The committee did not say how much Landan personally made from the scam. It is known that Landan made $200 million, about half of which derived from options, over the years.
The committee has not yet published its full report, and the parallel U.S. Securities and Exchange Commission probe is still continuing. But the details published so far allow these conclusions to be reached:
1. For years Mercury falsified its financial statements with the knowledge of the three top officers, ignoring directors responsible for auditing. Smooth public relations and the ignorance of many readers enabled Landan to sell the press a story that he fell over technicalities, and to write an e-mail to workers that he had done nothing wrong and has nothing to be ashamed of.
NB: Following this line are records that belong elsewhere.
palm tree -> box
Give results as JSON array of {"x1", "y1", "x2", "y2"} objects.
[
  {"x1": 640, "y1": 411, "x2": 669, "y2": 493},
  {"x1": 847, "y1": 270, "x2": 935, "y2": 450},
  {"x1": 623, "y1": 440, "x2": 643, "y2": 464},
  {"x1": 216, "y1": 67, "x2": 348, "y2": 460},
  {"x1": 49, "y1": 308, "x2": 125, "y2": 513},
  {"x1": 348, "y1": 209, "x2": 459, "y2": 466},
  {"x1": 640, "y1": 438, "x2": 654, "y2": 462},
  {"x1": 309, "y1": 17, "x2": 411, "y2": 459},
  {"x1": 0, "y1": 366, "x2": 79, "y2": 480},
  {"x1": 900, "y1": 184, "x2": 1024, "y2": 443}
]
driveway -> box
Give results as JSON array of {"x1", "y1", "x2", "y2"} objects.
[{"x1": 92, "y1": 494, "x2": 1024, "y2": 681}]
Yet the committee wrote: "During the relevant period, Mercury's internal controls and accounting controls with respect to option grants and exercises were inadequate. The weaknesses allowed dates of both grants and exercises to be manipulated."
2. Amnon Landan can be expected to face a sweeping criminal investigation: The committee's findings arouse suspicion that securities laws were broken.
3. Mercury faces lawsuits from investors and Landan may yet have to give back tens of millions of dollars, if not more.
4. The Mercury board made a mistake by naming Giora Yaron to replace Landan. Yaron is a successful, experienced businessman but he, Yair Shamir and Igal Kohavi sat on the compensation committee that approved Mercury's stock options plans. Mercury should have rid itself of the lot.
5. We can be sure that Mercury is in good company on Wall Street, vis-a-vis stock options shenanigans. When tens of millions, or hundreds of millions, or billions of dollars can be shoveled into the pockets of directors, managers and employees without booking costs in the financial statements, the temptation is too great.